In short, the downturn in the real economy occurred because regulators refused to take receivership of insolvent institutions, while pushing a story line that the entire global economy would crumble if bondholders had to take losses. This created a fear among depositors and consumers that the entire system was arbitrary and unstable, fueled periodic runs on various financial institutions, tightened the availability of credit to companies having nothing to do with real estate, and created a self-fulfilling prophecy of global economic weakness. Had our policy makers said "depositors and customers will be protected, we will immediately exercise resolution authority over insolvent institutions, and bondholders will not be spared" we could have simply had a "writeoff recession" in paper assets, rather than an implosion of the real economy and an explosion in public debt.

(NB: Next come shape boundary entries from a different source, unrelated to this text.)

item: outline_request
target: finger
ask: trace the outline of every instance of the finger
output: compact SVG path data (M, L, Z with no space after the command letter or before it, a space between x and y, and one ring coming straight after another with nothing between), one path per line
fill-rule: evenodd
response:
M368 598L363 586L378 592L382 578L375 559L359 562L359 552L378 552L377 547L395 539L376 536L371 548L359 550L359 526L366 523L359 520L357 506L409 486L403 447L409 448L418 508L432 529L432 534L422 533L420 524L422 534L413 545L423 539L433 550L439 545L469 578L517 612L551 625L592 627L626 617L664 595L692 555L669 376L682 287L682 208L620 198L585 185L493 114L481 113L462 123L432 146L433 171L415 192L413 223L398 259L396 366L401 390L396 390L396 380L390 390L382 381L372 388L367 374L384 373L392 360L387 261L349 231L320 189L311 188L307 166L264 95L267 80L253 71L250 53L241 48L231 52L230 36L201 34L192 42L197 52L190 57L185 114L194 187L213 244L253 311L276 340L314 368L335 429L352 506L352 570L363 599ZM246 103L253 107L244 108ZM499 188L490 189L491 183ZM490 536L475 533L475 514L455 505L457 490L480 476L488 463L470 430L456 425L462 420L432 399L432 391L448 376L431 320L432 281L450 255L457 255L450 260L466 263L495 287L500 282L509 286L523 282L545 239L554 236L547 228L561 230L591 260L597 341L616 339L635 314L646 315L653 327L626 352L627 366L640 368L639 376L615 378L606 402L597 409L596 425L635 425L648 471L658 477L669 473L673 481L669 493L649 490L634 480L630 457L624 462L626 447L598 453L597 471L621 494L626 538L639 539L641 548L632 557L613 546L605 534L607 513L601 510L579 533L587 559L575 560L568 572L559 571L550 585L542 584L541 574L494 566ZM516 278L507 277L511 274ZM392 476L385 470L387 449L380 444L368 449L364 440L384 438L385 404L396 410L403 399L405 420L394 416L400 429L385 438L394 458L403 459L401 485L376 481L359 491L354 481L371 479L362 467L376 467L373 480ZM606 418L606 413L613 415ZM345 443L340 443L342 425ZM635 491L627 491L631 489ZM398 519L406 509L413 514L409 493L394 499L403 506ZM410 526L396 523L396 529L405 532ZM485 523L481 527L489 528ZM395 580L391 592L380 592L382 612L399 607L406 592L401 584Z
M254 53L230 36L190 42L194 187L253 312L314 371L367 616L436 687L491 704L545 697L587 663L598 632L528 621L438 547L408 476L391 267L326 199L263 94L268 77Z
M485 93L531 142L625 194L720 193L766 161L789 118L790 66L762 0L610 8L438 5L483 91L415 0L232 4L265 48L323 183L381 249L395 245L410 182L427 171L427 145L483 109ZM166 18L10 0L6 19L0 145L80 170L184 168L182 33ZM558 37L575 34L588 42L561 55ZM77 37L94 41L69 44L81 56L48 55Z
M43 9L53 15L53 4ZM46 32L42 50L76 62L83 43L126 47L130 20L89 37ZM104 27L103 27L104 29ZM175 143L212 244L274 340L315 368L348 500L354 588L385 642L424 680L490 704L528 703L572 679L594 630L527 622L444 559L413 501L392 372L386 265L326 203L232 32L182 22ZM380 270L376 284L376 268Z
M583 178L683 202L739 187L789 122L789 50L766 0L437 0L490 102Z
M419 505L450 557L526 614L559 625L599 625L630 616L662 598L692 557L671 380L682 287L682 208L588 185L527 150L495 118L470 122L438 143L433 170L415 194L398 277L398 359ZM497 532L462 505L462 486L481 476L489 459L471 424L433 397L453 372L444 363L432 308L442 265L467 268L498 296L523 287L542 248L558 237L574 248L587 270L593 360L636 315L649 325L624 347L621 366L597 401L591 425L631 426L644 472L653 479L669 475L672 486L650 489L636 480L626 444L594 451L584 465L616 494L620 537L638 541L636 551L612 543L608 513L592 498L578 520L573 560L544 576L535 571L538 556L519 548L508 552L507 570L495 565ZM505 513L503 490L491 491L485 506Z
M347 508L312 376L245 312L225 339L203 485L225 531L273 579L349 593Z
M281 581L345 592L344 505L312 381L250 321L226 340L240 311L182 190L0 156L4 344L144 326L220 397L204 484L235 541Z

The facts simply do not support the idea that taking receivership of insolvent financials leads to economic distress. Rather, it properly rests losses on the bondholders, and preserves the operation of the financial system by bolstering its solvency. One might argue that we could not possibly let bondholders take the trillions of dollars of losses that would have been required in order to restructure debt and get the bad obligations off the books. This is absurd. A 20% stock market decline wipes out about $3 trillion in market value. Indeed, given the size and average maturity of the U.S. bond market, just the increase in interest rates that we've observed over the past 6 weeks has knocked off trillions in market value.

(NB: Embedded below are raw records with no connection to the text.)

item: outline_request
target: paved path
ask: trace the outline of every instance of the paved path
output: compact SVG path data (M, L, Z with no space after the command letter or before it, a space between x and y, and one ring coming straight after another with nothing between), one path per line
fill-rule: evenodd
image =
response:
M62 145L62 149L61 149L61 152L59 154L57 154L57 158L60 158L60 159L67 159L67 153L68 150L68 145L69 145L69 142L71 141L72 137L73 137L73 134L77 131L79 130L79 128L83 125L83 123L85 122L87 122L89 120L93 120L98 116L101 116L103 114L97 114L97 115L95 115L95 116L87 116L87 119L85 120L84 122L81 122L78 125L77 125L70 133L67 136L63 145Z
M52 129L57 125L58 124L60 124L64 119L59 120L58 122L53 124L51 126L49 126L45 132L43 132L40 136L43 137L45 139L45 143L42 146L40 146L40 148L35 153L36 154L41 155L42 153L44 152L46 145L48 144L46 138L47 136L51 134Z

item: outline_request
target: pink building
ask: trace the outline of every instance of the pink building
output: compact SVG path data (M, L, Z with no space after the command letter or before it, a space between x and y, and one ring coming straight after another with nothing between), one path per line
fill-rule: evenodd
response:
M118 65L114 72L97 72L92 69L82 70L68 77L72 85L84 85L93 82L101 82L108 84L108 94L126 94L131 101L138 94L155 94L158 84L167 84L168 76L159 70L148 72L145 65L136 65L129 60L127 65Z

The financial markets are perfectly capable of taking losses. They don't do well with disorganized piecemeal liquidation - where perfectly good loans are called in and countless positions have to be unwound - but that isn't required if your regulatory structure allows receivership/conservatorship that can cut away and gradually transfer the operating portion of an institution. What the global economy is not capable of taking is the uncertainty that results when policy makers apply arbitrary rules, leaving all other decision makers in the economy frozen at the edge of their seats to discover what the results of those arbitrary decisions will be. We have learned the wrong lesson, and we continue to pay for it.
5) The U.S. economy is recovering, but that recovery is vulnerable to even modest shocks.

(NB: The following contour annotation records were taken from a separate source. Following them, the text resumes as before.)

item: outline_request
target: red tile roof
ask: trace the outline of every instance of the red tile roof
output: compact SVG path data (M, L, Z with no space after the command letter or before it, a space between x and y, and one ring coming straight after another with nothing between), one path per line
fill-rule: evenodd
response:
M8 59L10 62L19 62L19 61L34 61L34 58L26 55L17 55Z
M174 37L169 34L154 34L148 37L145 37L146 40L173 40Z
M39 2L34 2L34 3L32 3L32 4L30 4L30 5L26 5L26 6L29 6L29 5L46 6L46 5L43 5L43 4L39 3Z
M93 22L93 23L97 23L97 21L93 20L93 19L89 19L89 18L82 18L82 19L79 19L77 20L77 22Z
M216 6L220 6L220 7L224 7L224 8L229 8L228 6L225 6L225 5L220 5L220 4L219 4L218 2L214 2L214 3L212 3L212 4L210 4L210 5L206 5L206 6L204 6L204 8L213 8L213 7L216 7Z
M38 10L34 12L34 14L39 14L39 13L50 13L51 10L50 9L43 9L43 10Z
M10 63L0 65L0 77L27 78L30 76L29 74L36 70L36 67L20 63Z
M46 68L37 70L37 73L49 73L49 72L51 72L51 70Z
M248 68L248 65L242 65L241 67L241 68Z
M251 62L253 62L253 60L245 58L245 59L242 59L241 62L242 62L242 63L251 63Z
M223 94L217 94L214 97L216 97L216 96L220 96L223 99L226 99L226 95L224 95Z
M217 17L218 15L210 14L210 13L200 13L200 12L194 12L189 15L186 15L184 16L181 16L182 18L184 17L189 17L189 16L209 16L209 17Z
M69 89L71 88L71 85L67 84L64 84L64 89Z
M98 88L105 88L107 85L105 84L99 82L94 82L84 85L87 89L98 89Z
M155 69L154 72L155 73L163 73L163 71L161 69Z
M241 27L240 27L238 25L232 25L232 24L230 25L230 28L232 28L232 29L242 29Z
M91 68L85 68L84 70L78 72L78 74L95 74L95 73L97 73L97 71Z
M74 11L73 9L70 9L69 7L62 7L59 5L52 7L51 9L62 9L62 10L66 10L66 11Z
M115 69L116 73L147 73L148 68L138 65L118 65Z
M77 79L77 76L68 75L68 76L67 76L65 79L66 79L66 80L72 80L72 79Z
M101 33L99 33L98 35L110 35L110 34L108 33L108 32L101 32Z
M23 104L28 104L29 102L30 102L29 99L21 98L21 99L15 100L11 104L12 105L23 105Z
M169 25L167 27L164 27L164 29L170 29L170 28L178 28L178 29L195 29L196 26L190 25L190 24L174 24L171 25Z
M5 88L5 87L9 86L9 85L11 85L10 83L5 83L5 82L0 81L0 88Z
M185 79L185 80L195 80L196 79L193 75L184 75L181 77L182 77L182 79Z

As I noted a couple of weeks ago, in the ideal case where the economy grows continuously without further credit strains, the "mean-reversion benchmark" scenario would be for GDP growth to approach an average rate of 3.8% annually for about 4 years, followed by about 2.3% annual growth thereafter. The corresponding mean-reversion benchmark for employment growth would be an average of about 200,000 new jobs per month on a sustained basis.